There is another contrast between construction and decoration. The constructive is the social element in the product of human labour; the decorative the individual one. I do not think that this dictum needs an elaborate explanation; it seems clear enough to me. In construction expression is given to a need which is, at a given time and in a given place, shared by many or all; it answers not only a condition, but a demand of the community. Decoration is—at any rate originally—the outcome of individual taste and individual imaginative power. Construction is a thing necessitated, and therefore _banal_; decoration is superfluous, and therefore charming. The former appeals to the understanding; the latter is fantastic and sentimental. The human consciousness is, however, so arranged that—for its gain? for its loss? (I have treated this question so often and so thoroughly in other places that I may here leave it undiscussed)—it derives its feelings of pleasure and aversion incomparably more from its sensuous than from its intellectual life. Wherefore, for practical purpose in style, only those who are most highly developed intellectually have appreciation; on the other hand, for what is pleasing, all whose nervous system is susceptible to pleasurable feelings.

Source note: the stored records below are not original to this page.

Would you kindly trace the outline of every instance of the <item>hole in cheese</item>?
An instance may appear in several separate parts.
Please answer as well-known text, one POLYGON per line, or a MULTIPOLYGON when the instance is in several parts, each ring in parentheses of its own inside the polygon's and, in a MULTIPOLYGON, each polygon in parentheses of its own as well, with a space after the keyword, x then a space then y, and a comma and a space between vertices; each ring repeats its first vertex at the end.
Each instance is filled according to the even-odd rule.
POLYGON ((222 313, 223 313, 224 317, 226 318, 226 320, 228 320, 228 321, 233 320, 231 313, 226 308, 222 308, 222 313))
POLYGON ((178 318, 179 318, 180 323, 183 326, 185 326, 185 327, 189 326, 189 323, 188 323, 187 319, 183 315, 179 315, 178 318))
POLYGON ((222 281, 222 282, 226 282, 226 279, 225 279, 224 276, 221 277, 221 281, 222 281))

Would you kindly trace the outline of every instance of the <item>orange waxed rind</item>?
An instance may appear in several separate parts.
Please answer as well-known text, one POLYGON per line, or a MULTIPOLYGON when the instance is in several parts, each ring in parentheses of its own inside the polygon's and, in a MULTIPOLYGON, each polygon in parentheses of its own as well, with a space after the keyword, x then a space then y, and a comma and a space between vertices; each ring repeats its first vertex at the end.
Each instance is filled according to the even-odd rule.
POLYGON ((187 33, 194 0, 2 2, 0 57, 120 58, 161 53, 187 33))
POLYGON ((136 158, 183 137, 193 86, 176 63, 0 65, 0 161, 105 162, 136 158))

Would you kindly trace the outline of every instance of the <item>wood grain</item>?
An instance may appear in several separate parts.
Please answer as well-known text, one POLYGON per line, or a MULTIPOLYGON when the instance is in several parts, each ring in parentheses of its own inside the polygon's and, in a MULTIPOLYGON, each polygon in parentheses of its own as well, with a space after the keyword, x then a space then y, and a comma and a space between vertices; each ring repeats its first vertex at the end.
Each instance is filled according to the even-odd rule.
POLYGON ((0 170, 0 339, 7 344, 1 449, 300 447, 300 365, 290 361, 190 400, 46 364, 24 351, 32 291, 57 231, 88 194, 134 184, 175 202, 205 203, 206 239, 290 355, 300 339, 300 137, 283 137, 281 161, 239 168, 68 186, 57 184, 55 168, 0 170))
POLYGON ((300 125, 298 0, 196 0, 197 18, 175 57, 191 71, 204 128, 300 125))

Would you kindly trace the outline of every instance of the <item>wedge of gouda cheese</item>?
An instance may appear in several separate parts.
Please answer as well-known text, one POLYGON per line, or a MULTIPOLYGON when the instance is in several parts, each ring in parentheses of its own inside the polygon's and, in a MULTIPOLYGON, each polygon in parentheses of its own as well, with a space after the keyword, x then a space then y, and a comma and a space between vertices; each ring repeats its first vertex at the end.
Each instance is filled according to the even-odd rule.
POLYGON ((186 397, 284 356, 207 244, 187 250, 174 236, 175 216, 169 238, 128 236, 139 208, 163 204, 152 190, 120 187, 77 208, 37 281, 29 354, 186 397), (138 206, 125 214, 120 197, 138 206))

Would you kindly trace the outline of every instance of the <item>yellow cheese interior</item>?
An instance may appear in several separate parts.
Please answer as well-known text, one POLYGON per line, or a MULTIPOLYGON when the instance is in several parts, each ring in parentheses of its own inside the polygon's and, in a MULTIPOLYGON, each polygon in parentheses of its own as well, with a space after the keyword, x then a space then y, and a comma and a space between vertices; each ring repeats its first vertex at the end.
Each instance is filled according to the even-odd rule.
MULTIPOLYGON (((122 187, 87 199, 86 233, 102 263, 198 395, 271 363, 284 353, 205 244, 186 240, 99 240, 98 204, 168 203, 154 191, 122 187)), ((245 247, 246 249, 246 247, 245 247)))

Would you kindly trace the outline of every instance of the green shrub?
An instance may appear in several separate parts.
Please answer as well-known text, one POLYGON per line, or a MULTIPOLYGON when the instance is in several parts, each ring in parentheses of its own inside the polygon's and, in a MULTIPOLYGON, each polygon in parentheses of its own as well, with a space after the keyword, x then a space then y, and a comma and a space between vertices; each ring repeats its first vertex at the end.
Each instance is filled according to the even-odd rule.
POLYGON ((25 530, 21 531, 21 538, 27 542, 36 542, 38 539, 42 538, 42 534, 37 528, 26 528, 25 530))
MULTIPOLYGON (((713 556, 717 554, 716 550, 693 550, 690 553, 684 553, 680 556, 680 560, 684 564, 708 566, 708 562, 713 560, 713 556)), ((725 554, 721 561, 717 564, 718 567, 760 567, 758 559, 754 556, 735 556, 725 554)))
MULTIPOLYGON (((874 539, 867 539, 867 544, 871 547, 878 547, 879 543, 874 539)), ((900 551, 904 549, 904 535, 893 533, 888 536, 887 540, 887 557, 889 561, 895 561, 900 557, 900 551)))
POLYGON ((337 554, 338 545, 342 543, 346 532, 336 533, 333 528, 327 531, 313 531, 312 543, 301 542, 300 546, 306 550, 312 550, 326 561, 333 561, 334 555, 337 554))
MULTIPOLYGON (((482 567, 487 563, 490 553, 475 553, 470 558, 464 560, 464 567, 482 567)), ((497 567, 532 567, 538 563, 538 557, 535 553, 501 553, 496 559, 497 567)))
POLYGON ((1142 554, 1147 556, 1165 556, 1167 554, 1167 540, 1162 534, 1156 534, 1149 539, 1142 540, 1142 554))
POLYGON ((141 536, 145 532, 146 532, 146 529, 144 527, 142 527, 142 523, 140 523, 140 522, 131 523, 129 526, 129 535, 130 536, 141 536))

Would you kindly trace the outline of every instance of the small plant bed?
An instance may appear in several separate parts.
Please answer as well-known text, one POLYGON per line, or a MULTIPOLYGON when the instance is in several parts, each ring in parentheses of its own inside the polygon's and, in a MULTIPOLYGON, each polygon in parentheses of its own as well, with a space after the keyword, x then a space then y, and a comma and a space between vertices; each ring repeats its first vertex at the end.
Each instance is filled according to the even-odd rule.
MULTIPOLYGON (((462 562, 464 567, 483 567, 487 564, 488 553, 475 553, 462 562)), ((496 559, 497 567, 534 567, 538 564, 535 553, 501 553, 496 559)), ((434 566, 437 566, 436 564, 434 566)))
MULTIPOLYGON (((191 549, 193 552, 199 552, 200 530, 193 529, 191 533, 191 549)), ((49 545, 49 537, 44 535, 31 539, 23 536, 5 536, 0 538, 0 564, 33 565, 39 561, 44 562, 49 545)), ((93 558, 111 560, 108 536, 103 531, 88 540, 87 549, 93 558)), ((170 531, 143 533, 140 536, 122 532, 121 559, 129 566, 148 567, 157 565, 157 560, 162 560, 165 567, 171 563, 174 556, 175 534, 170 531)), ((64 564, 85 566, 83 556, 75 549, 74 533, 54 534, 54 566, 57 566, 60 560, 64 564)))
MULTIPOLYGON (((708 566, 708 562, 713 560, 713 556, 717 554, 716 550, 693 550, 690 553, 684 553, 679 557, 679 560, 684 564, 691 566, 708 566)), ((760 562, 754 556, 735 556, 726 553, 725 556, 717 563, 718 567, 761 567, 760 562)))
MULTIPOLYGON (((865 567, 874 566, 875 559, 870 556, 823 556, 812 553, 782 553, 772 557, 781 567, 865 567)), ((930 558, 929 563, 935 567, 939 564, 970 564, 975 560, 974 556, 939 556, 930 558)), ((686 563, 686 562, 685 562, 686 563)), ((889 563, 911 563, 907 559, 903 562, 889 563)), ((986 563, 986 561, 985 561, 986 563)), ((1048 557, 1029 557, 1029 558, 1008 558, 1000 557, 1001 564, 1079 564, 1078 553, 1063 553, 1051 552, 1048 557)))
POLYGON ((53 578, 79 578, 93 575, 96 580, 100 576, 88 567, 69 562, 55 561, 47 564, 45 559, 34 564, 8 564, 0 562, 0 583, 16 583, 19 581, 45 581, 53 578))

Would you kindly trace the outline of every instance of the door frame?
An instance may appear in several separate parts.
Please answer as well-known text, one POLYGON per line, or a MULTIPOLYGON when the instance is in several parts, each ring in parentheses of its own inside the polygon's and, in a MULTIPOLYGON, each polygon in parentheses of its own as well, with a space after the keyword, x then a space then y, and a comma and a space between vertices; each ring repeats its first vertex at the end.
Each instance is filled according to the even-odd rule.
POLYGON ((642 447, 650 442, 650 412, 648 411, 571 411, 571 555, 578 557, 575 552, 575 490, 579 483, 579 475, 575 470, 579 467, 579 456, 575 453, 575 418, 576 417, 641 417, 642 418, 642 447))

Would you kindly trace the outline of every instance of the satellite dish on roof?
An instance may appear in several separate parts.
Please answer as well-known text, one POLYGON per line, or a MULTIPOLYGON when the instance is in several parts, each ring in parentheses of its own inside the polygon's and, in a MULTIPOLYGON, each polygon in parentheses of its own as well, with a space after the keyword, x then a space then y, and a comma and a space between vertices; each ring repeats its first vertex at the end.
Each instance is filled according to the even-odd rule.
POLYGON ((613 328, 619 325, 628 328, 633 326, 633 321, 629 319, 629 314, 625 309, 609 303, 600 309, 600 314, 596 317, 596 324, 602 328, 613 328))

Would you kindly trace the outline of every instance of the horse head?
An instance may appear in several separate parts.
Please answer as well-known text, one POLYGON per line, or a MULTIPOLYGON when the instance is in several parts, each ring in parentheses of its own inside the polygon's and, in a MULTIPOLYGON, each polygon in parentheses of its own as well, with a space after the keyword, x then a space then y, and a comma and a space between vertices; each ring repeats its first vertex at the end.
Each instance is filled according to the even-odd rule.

An individual decorative invention becomes style by the imitation of others, which can be slavish or free. A single work, a single artist, will never be felt as a phenomenon of style. There is the same difference between originality and style as between the picture of a certain person and the composite or average photograph of Galton. The feature of family likeness that runs through the works of one period and one place, however, like that which all members of a blood-relationship exhibit, is explained most simply through descent from a common ancestor.

Decoration is either organic or transferred. The former is the outgrowth of construction, and gives it a new meaning, unites to the idea of its purpose a simile that can be correct or false, pleasant or silly; the latter is added externally, and only aims at the beautification of the surface, without adopting living and necessary relations to the structure and destination of the object. Surface decoration may be pretty and rich, but it is always something subordinate, and always speaks of poor imagination and slight inventive power. Organic decoration is alone the outcome of a creative gift for art.

The psychical mechanism, which produces organic decoration, is always the same; it is the co-operation of association of ideas and anthropomorphism. I know very well that this latter is only a

## particular instance of the former; but I cite the really identical,

nevertheless, as two apparently different ideas, so as not to become vague through too wide generalisation.